You really don't have to bail him out. He's a big boy.
 
clueless said:
Sorry, Jay, but English was Nabokov’s native language, even though he pretended it was otherwise. English was the language spoken in his household –French went out of favour as upper class Russians means of communication after Napoleon’s little visit- and Russian was only used with the servants. It was harder for him to write in Russian

You may be right but….I’m still thinking Russian was his native. He grew up in St. Petersburg and then moved to England later. Maybe his pretending tricked me.

novella said:
You say absolutely nothing in the third 'review'; it's the same as the first, except with more words.

I never called it a ‘review’.
The whole point –and this really isn’t difficult, and I certainly didn’t think it would really be lost on you of all posters- is the reason for liking (or “loving”).
Which #1 gives none.
And that easily illuminates and “sameness”.
So, sorry.

What the heck is a 'precise configuration of words' if not 'writing'?

Hmmm, I’d think it probably means, um, precise configuration of words, which probably means ‘pretty good writing’.

Who cares what his native language is?

One who cares about the craft and process of writing. There are still a couple of us left.

It has no bearing on the experience of the reader.

Funny that. Sounds like a problem.

You say nothing about why it's 'controversial,' or what those mysterious 'themes' are. It just has no content.

It was an example.
A primitive, few lined one.
Not a review as such.
A post in comparison to the general ‘I just finished reading’ post, a theme which you yourself have griped about in the past, in memory serves.
And when controversy is stated as not being important, well, then it’s really not important to write about (!) fer chrissake.

At least reading no. 2 I know that the reviewer got his rocks off reading the book.

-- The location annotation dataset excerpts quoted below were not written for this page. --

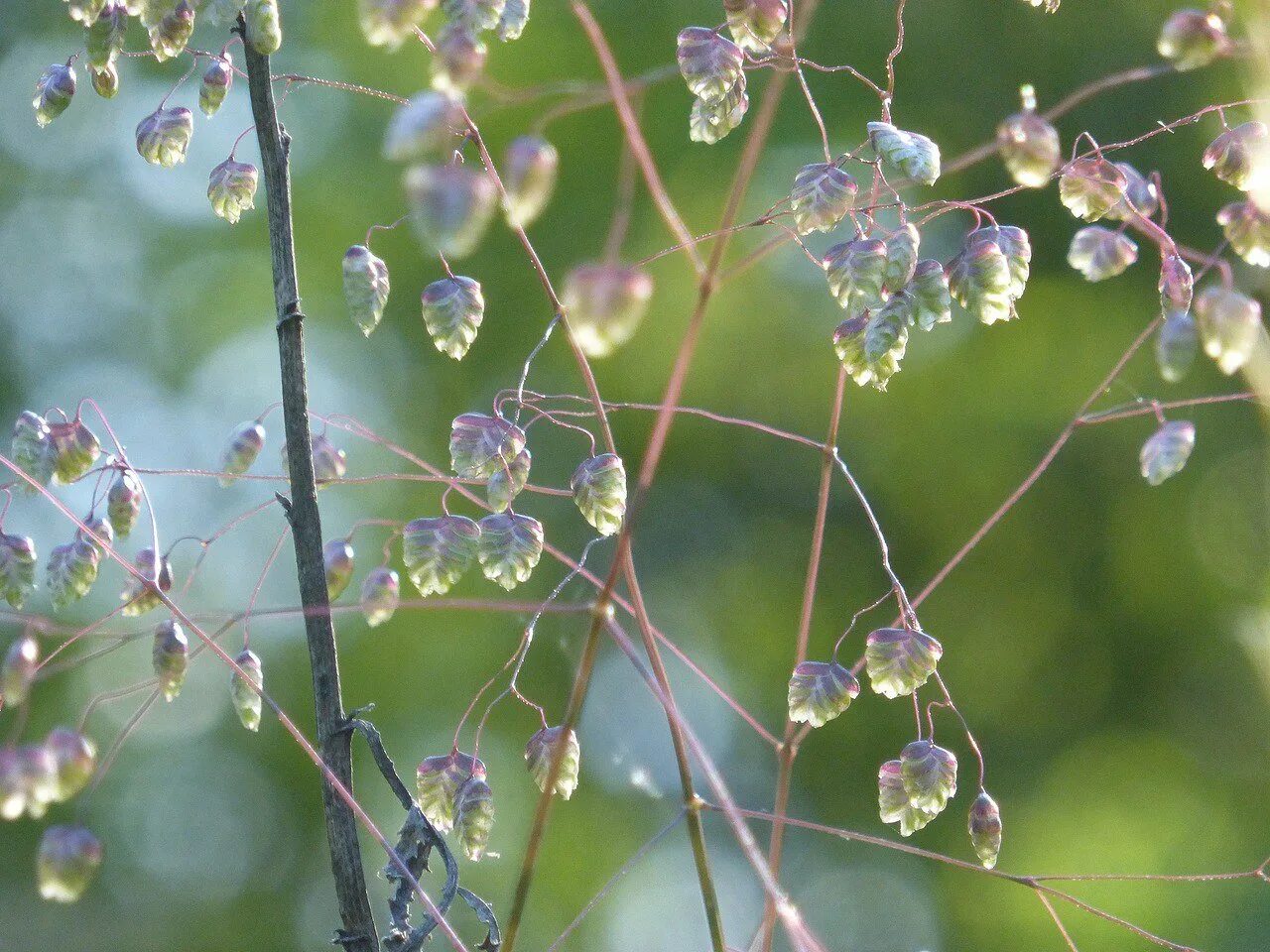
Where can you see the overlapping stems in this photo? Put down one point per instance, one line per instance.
(710, 275)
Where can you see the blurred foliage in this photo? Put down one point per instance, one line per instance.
(1109, 643)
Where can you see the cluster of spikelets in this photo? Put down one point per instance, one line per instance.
(916, 787)
(453, 791)
(163, 137)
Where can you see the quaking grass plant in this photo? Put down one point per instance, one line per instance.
(873, 207)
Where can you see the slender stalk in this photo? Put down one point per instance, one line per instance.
(789, 749)
(358, 932)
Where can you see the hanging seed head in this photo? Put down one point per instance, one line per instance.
(599, 492)
(1176, 345)
(480, 445)
(458, 61)
(1241, 157)
(982, 282)
(474, 815)
(929, 291)
(912, 154)
(820, 690)
(893, 801)
(604, 304)
(17, 567)
(164, 136)
(984, 825)
(475, 16)
(1247, 229)
(104, 37)
(452, 312)
(437, 551)
(710, 63)
(1091, 188)
(171, 657)
(141, 597)
(105, 81)
(123, 502)
(366, 287)
(754, 24)
(1229, 325)
(513, 21)
(336, 557)
(39, 778)
(241, 448)
(84, 10)
(857, 273)
(1193, 39)
(389, 23)
(451, 207)
(216, 84)
(547, 746)
(507, 481)
(381, 593)
(73, 761)
(929, 774)
(430, 126)
(711, 119)
(530, 177)
(1141, 195)
(17, 675)
(171, 36)
(1176, 285)
(439, 782)
(901, 258)
(68, 860)
(871, 344)
(73, 448)
(13, 789)
(54, 93)
(330, 462)
(1100, 253)
(821, 197)
(1029, 145)
(1016, 246)
(71, 571)
(231, 189)
(509, 547)
(901, 660)
(1167, 451)
(32, 448)
(263, 26)
(245, 699)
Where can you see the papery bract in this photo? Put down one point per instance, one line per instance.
(901, 660)
(1167, 451)
(599, 492)
(1100, 253)
(381, 594)
(366, 287)
(1229, 325)
(437, 551)
(912, 154)
(67, 862)
(820, 690)
(171, 657)
(604, 304)
(544, 747)
(509, 547)
(452, 312)
(245, 697)
(241, 448)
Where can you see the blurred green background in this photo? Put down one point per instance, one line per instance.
(1109, 643)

As I hinted, this type of review may get some to look into the book.
I’m sure the Nabokov Estate will appreciate your purchase.

The third review is the worst kind of empty bullshit.

Whatever you say...
 
novella said:
Shade, that is what make you different from jay. You really don't have to bail him out. He's a big boy.

!!??
Please, my dear Novella, in the past you’ve tried to put me in check and haven’t even captured a pawn. Bail me out?
I think my “semi-reviews” (which I’ve always called them) are a bit different then the “examples of posts” I gave above.

Why do so many people love to bloody misquote around here? And then people get bent out of shape when I bring up the difference between reading and comprehension…

Sorry Novella, while this thread *has* bounced around a bit I never intended it to a be “how to write a review” tangent.

Nice writer up, Shade. I only wish I were napping…more and more.
j
 
novella said:
You really don't have to bail him out

I know that. But as I had gone on record as supporting the point he was making, I felt the need to emphasise it in my own way when it was challenged.